St Mary's Church, Summerstown, is the parish church of Summerstown, South London. It is also a Grade II listed building, having been designed by Godfrey Pinkerton and constructed in 1903–4.

==History==

The parish was constituted in 1845 and there has been a church in this area for a number of years. In 1894, the old chapel, built in 1836 by William Moseley and extended in 1861 and 1870, was demolished for structural reasons, and was replaced by a temporary iron structure until a new parish church could be completed nearby. This iron structure served as a church hall from c. 1925 until 1968, when it was sold by an act of Parliament, the Saint Mary, Summerstown Act 1968 (c. v).

The Incorporated Society for Promoting the Enlargement, Building and repairing of Churches and Chapels gave £250 towards the rebuilding. The foundation stone was laid by Princess Helena, daughter of Queen Victoria on 4 April 1903 who was accompanied by an escort of the Surrey Imperial Yeomanry, and greeted at the site by a detachment of the 4th Surrey Volunteers. The Mayor of the Metropolitan Borough of Wandsworth, Mr Henry Kimber MP and the vicar, Revd. John Robinson were in attendance.

The church was consecrated by the Suffragan Bishop of Southwark, Huyshe Yeatman-Biggs, on Saturday 30 April 1904.
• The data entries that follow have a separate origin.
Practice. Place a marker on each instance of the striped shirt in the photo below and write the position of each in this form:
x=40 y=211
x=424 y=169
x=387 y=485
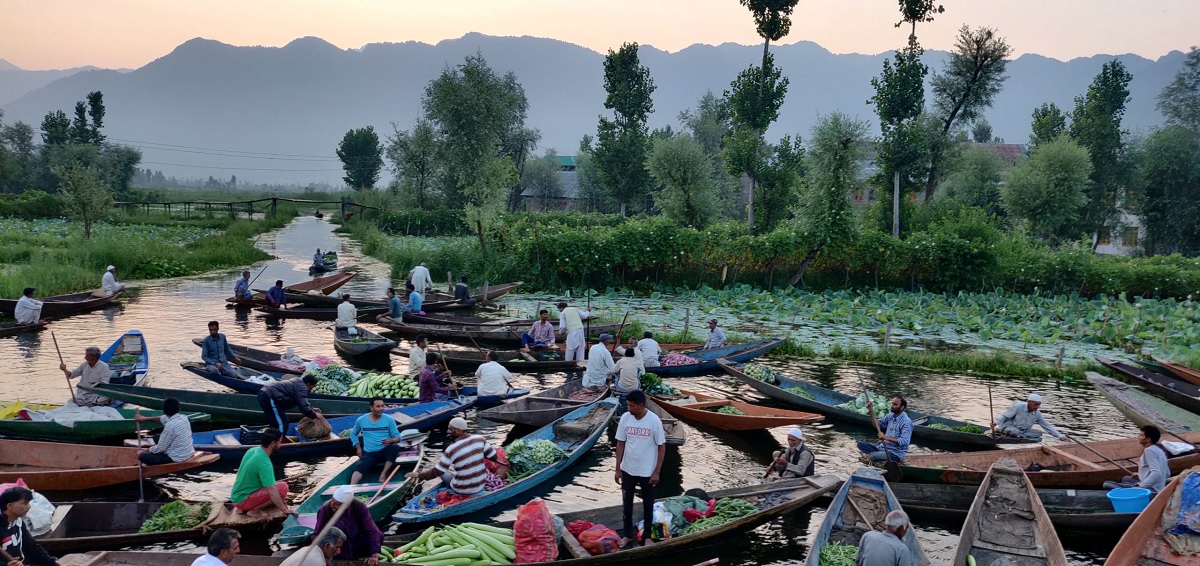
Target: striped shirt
x=175 y=438
x=466 y=458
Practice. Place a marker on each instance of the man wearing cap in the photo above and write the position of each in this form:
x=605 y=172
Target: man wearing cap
x=28 y=309
x=795 y=462
x=363 y=537
x=1019 y=420
x=461 y=465
x=379 y=444
x=599 y=363
x=108 y=283
x=570 y=323
x=715 y=336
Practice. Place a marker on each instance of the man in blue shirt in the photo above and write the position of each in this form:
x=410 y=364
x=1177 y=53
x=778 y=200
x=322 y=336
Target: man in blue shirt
x=897 y=432
x=216 y=354
x=379 y=441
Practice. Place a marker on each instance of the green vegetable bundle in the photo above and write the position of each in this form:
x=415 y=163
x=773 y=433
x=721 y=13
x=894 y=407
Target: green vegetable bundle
x=177 y=516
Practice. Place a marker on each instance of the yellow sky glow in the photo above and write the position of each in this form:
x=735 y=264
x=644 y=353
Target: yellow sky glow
x=59 y=34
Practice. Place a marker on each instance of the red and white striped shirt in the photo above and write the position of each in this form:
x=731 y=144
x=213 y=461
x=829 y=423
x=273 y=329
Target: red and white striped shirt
x=465 y=458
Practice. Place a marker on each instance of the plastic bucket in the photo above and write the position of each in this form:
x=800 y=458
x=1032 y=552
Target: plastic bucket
x=1129 y=499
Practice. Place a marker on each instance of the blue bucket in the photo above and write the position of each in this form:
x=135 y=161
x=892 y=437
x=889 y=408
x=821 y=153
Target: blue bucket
x=1129 y=499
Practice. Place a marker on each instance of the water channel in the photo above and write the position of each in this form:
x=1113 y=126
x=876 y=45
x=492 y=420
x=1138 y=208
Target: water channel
x=172 y=312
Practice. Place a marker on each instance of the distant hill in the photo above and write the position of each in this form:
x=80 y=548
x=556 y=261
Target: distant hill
x=300 y=98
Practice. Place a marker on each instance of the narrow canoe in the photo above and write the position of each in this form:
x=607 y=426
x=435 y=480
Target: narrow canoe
x=364 y=343
x=543 y=408
x=1143 y=408
x=709 y=360
x=298 y=528
x=673 y=429
x=227 y=443
x=1176 y=391
x=1066 y=465
x=826 y=401
x=318 y=313
x=574 y=433
x=1072 y=510
x=1007 y=523
x=777 y=499
x=1143 y=543
x=869 y=494
x=64 y=305
x=754 y=417
x=84 y=431
x=49 y=467
x=323 y=284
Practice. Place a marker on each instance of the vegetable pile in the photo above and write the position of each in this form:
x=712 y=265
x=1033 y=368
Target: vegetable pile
x=727 y=509
x=177 y=516
x=466 y=545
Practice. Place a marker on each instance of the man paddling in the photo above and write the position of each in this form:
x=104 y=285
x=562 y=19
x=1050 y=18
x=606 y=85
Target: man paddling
x=1019 y=420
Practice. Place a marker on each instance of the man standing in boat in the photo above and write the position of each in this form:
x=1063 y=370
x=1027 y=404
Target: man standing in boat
x=1152 y=468
x=895 y=432
x=1019 y=420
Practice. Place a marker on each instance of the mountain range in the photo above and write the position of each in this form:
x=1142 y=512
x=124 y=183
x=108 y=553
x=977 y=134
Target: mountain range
x=195 y=108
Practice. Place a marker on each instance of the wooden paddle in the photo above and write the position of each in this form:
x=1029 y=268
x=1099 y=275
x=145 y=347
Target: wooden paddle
x=70 y=389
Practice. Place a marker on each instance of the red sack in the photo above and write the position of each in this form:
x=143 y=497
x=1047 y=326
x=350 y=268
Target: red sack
x=534 y=534
x=599 y=540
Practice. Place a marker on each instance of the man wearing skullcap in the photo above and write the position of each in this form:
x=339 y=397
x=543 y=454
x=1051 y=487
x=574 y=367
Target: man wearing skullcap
x=1019 y=420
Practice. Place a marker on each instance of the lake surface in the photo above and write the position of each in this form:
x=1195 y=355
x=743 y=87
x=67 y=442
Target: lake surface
x=172 y=312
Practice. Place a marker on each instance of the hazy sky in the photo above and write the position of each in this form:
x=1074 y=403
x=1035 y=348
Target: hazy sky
x=58 y=34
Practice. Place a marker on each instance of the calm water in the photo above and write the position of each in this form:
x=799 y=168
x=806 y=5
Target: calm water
x=172 y=312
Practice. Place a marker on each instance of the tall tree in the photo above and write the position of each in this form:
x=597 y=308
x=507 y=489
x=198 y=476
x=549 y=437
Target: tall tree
x=361 y=157
x=687 y=192
x=1049 y=122
x=969 y=83
x=1096 y=125
x=1180 y=101
x=623 y=142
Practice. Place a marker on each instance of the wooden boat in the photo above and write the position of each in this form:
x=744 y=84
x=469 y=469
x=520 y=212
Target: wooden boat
x=709 y=360
x=864 y=499
x=1180 y=371
x=1176 y=391
x=49 y=467
x=1143 y=545
x=323 y=284
x=1007 y=523
x=227 y=443
x=540 y=409
x=318 y=313
x=84 y=431
x=299 y=527
x=826 y=401
x=1069 y=510
x=778 y=499
x=702 y=408
x=1066 y=465
x=1143 y=408
x=673 y=429
x=13 y=329
x=63 y=305
x=363 y=343
x=574 y=433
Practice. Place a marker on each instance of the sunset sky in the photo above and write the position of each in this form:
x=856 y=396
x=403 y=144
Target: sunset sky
x=59 y=34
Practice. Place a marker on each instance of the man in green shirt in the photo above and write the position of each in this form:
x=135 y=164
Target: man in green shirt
x=255 y=486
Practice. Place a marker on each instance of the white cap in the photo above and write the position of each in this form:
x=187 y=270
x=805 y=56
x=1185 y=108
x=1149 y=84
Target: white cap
x=343 y=494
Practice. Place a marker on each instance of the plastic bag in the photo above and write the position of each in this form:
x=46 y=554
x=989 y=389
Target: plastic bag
x=599 y=540
x=534 y=534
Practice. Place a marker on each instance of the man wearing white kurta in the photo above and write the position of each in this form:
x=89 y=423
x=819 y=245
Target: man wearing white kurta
x=570 y=321
x=599 y=363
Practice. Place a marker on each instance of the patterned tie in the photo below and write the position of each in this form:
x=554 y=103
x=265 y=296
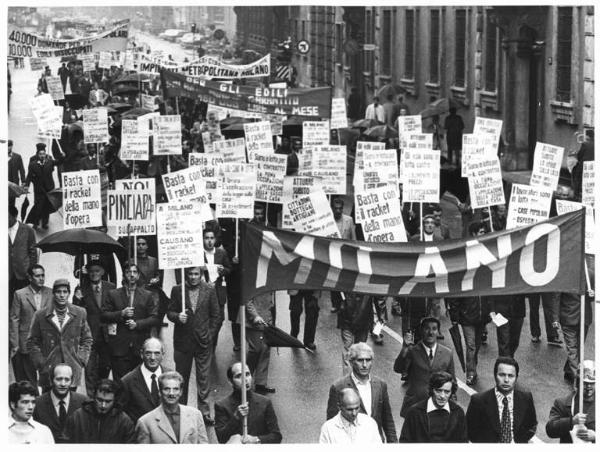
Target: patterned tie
x=154 y=390
x=505 y=433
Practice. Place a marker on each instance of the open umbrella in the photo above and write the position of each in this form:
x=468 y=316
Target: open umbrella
x=457 y=341
x=382 y=131
x=275 y=337
x=81 y=241
x=438 y=107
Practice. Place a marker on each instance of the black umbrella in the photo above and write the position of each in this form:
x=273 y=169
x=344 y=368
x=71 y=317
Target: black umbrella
x=275 y=337
x=457 y=341
x=81 y=241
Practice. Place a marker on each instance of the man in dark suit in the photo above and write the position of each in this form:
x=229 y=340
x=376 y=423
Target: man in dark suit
x=91 y=296
x=192 y=337
x=129 y=313
x=41 y=173
x=370 y=388
x=217 y=266
x=263 y=427
x=22 y=253
x=53 y=407
x=502 y=414
x=419 y=361
x=140 y=386
x=26 y=302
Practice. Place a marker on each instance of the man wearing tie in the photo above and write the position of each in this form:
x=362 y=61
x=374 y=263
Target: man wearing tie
x=93 y=293
x=502 y=414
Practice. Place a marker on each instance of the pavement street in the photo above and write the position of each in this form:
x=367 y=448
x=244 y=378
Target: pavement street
x=302 y=379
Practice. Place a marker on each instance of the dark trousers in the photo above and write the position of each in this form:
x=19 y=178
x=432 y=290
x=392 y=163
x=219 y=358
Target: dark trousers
x=23 y=369
x=311 y=306
x=202 y=357
x=121 y=365
x=98 y=367
x=509 y=336
x=550 y=305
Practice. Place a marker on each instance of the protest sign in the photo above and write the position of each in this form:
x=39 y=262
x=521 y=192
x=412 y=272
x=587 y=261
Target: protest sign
x=179 y=235
x=167 y=135
x=209 y=165
x=270 y=170
x=563 y=206
x=184 y=185
x=485 y=182
x=361 y=148
x=55 y=88
x=315 y=133
x=134 y=140
x=329 y=163
x=380 y=167
x=237 y=190
x=131 y=207
x=312 y=215
x=547 y=161
x=295 y=187
x=339 y=118
x=231 y=150
x=258 y=137
x=82 y=201
x=588 y=184
x=528 y=205
x=489 y=126
x=95 y=125
x=421 y=175
x=378 y=211
x=406 y=125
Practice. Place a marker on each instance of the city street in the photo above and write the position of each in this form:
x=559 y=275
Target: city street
x=302 y=379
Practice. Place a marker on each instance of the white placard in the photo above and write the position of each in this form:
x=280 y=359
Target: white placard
x=82 y=199
x=258 y=137
x=270 y=170
x=588 y=184
x=237 y=193
x=547 y=161
x=485 y=182
x=339 y=118
x=179 y=229
x=528 y=205
x=563 y=207
x=329 y=163
x=134 y=140
x=232 y=151
x=315 y=133
x=378 y=211
x=209 y=165
x=167 y=135
x=295 y=187
x=184 y=185
x=312 y=215
x=131 y=207
x=95 y=125
x=421 y=175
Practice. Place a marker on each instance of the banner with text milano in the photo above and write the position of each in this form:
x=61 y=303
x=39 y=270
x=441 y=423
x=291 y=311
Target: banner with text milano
x=544 y=257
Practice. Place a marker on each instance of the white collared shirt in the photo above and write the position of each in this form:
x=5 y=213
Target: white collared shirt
x=431 y=406
x=29 y=432
x=147 y=374
x=56 y=401
x=364 y=391
x=510 y=397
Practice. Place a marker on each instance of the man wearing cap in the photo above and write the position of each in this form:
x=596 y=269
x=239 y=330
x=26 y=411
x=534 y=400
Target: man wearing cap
x=567 y=421
x=41 y=174
x=59 y=334
x=92 y=294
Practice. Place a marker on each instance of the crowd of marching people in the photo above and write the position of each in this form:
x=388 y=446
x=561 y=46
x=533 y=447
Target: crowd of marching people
x=106 y=334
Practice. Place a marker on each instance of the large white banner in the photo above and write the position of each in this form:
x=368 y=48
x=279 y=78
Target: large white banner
x=528 y=205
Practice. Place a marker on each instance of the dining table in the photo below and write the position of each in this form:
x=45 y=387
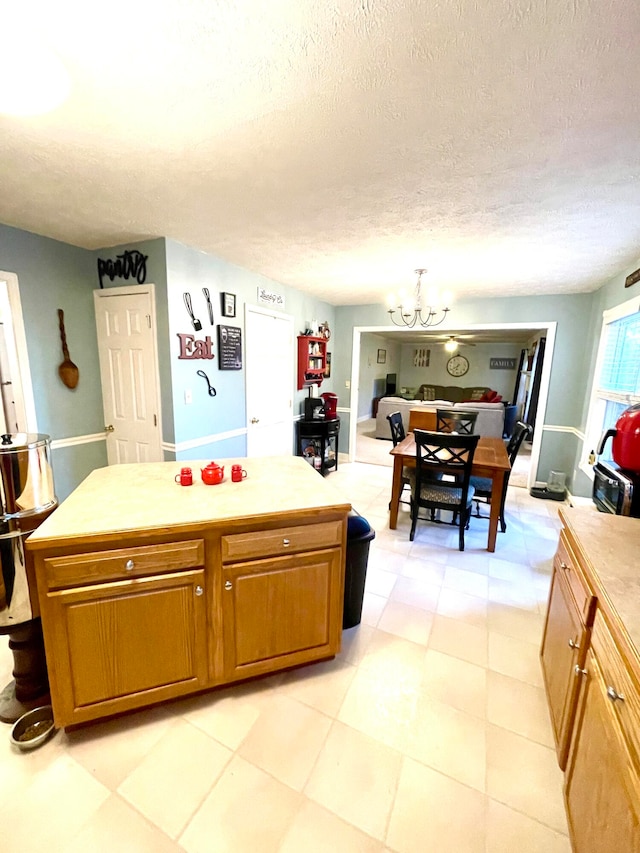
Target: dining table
x=490 y=460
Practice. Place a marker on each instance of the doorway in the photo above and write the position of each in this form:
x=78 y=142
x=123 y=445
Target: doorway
x=548 y=329
x=126 y=326
x=269 y=379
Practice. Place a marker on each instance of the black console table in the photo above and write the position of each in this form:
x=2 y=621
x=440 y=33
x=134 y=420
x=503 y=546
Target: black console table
x=317 y=442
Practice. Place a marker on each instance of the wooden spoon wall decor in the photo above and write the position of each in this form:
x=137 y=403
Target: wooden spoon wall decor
x=67 y=371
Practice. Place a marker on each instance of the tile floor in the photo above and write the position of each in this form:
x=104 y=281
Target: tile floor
x=429 y=732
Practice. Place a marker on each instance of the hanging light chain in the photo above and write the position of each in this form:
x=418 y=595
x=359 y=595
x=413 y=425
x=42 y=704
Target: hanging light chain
x=412 y=318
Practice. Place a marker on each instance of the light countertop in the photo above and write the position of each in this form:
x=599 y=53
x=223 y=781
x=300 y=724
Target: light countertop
x=145 y=496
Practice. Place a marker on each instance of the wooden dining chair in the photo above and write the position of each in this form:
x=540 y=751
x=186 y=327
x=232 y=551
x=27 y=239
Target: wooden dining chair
x=398 y=435
x=482 y=485
x=450 y=457
x=461 y=421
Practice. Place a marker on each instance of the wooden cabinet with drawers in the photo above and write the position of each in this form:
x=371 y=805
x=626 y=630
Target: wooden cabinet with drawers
x=123 y=628
x=226 y=585
x=594 y=691
x=602 y=790
x=568 y=623
x=280 y=598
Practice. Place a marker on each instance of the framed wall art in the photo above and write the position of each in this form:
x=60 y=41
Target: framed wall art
x=228 y=301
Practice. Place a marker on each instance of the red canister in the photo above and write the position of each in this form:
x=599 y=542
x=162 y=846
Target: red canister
x=625 y=448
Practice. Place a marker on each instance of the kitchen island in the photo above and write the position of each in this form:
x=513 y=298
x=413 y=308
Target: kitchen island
x=149 y=590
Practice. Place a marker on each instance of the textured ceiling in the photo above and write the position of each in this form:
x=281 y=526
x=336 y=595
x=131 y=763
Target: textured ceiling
x=335 y=146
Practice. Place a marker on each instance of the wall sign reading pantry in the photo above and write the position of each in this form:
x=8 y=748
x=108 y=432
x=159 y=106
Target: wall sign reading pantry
x=127 y=265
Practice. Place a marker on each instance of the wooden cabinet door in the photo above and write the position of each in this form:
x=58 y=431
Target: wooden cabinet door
x=562 y=649
x=116 y=646
x=602 y=790
x=281 y=612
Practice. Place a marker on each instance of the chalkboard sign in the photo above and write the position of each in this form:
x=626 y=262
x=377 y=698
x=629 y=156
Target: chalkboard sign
x=229 y=348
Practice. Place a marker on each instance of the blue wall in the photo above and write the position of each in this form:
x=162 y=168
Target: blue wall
x=55 y=275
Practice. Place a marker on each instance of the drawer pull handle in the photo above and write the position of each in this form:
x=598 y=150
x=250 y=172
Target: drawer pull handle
x=614 y=695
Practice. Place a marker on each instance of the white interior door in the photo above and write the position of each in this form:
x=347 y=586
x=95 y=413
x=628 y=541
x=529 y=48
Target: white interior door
x=269 y=369
x=17 y=404
x=125 y=319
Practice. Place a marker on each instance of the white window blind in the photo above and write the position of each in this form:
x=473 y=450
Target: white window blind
x=620 y=373
x=617 y=376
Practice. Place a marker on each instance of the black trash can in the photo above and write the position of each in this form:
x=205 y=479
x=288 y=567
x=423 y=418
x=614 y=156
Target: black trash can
x=359 y=535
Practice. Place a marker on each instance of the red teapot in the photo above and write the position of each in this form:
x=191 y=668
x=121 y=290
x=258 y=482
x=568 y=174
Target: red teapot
x=212 y=474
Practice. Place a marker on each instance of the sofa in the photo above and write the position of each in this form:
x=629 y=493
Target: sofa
x=453 y=393
x=490 y=421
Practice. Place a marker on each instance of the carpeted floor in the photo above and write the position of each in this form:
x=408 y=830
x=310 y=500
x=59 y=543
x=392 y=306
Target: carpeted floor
x=375 y=451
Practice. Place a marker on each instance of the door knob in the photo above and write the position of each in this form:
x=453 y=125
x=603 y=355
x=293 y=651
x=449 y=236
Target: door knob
x=613 y=694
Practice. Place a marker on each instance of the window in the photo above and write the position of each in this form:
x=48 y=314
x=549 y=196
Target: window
x=617 y=375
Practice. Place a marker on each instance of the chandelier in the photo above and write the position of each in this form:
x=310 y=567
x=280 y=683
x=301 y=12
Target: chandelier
x=413 y=311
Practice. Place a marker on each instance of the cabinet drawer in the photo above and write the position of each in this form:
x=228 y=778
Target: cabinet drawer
x=99 y=566
x=619 y=682
x=566 y=563
x=284 y=540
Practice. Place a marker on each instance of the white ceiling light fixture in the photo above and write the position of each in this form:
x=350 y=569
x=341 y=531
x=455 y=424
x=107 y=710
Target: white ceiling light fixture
x=417 y=310
x=33 y=81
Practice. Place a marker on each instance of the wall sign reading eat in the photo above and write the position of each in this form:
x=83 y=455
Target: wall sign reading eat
x=191 y=348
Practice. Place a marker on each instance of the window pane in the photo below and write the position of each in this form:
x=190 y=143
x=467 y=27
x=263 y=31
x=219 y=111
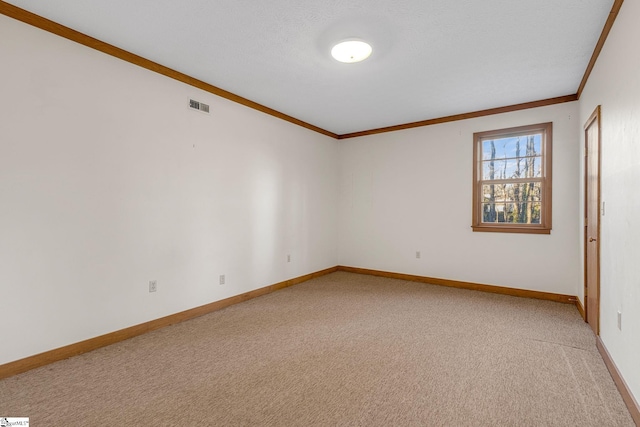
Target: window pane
x=518 y=146
x=512 y=193
x=529 y=167
x=513 y=213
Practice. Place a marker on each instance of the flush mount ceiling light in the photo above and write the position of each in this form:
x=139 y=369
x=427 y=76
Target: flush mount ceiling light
x=351 y=51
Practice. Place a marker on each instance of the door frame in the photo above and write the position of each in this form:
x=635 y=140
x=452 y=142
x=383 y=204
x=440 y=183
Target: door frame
x=595 y=116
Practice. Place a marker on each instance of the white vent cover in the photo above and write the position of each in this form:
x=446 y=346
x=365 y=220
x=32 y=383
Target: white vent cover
x=196 y=105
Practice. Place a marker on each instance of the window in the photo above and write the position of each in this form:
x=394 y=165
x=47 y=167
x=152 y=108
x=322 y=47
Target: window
x=512 y=180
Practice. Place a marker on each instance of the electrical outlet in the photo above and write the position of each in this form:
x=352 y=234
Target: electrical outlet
x=619 y=320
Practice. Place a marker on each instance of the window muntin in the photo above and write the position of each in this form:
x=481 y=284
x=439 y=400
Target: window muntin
x=512 y=180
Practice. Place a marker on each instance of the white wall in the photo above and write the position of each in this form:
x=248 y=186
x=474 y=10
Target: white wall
x=615 y=84
x=411 y=191
x=108 y=180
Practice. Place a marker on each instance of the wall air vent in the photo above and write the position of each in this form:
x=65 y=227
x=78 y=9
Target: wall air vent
x=198 y=106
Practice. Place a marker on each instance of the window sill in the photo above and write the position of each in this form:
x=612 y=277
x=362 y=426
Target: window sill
x=511 y=229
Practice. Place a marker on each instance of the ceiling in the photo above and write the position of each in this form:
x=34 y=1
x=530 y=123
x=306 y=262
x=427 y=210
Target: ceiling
x=431 y=58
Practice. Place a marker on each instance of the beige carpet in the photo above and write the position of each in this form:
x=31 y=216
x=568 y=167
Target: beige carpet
x=340 y=350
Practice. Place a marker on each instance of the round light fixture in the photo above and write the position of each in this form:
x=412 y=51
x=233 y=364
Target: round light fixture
x=351 y=51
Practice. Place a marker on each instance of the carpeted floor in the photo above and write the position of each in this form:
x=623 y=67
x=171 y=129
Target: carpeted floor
x=339 y=350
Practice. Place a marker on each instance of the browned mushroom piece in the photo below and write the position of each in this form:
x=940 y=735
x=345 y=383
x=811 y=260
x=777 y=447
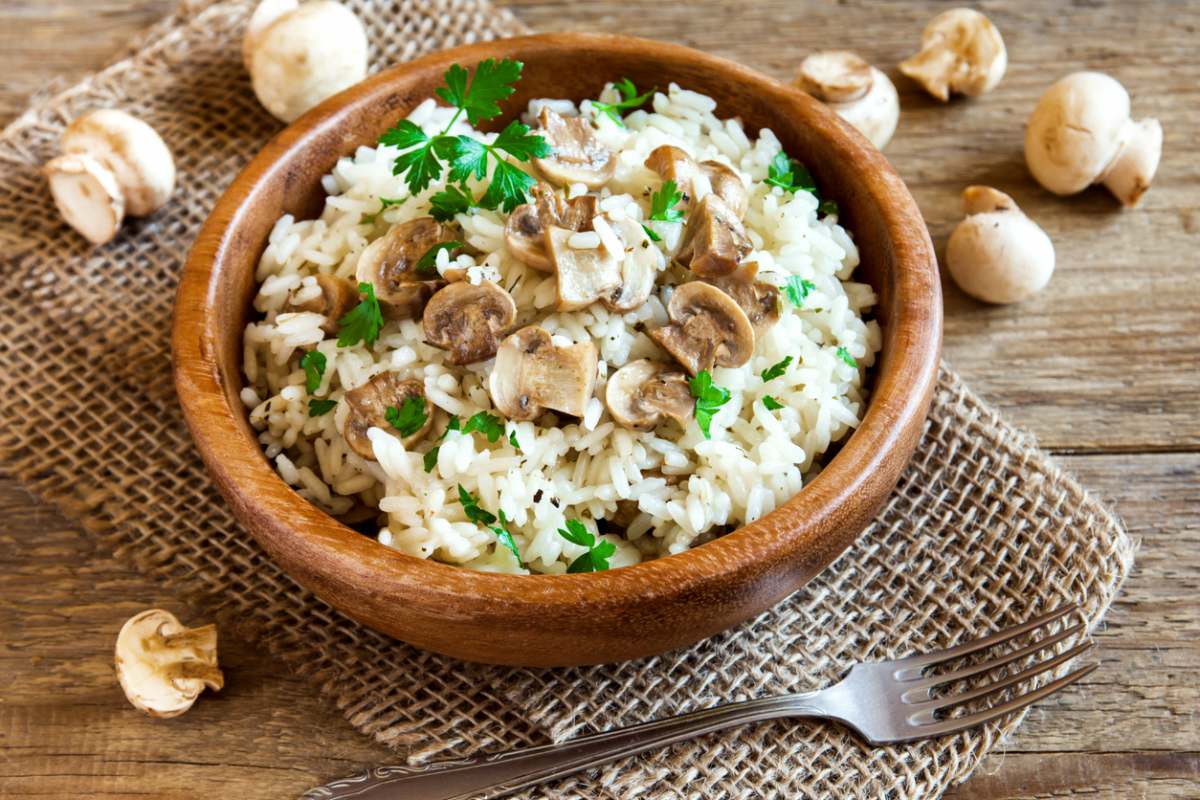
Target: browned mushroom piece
x=642 y=392
x=673 y=163
x=525 y=233
x=757 y=299
x=577 y=155
x=389 y=264
x=337 y=296
x=533 y=374
x=468 y=320
x=707 y=329
x=714 y=240
x=369 y=409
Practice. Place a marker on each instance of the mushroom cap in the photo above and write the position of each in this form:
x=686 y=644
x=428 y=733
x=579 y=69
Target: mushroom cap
x=642 y=392
x=162 y=665
x=131 y=150
x=369 y=409
x=468 y=320
x=532 y=374
x=997 y=253
x=87 y=196
x=707 y=329
x=960 y=52
x=577 y=155
x=306 y=55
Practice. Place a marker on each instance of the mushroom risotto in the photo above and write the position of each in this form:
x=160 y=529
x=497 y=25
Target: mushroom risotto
x=607 y=334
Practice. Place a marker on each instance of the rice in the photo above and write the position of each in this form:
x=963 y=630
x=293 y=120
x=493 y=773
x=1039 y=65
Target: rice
x=677 y=487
It has been little altered over the years, with an addition of a new church hall around 1968, a (recently restored) lynch gate around 1930, and Summerstown's war memorial after the Great War.

==Organ==
The church contains a pipe organ by Henry Bevington. A specification of the organ can be found on the National Pipe Organ Register.

==Present Day==
The church is open for public services every Sunday at 10:30am, and has a range of mid-week groups, including for children, students and young adults.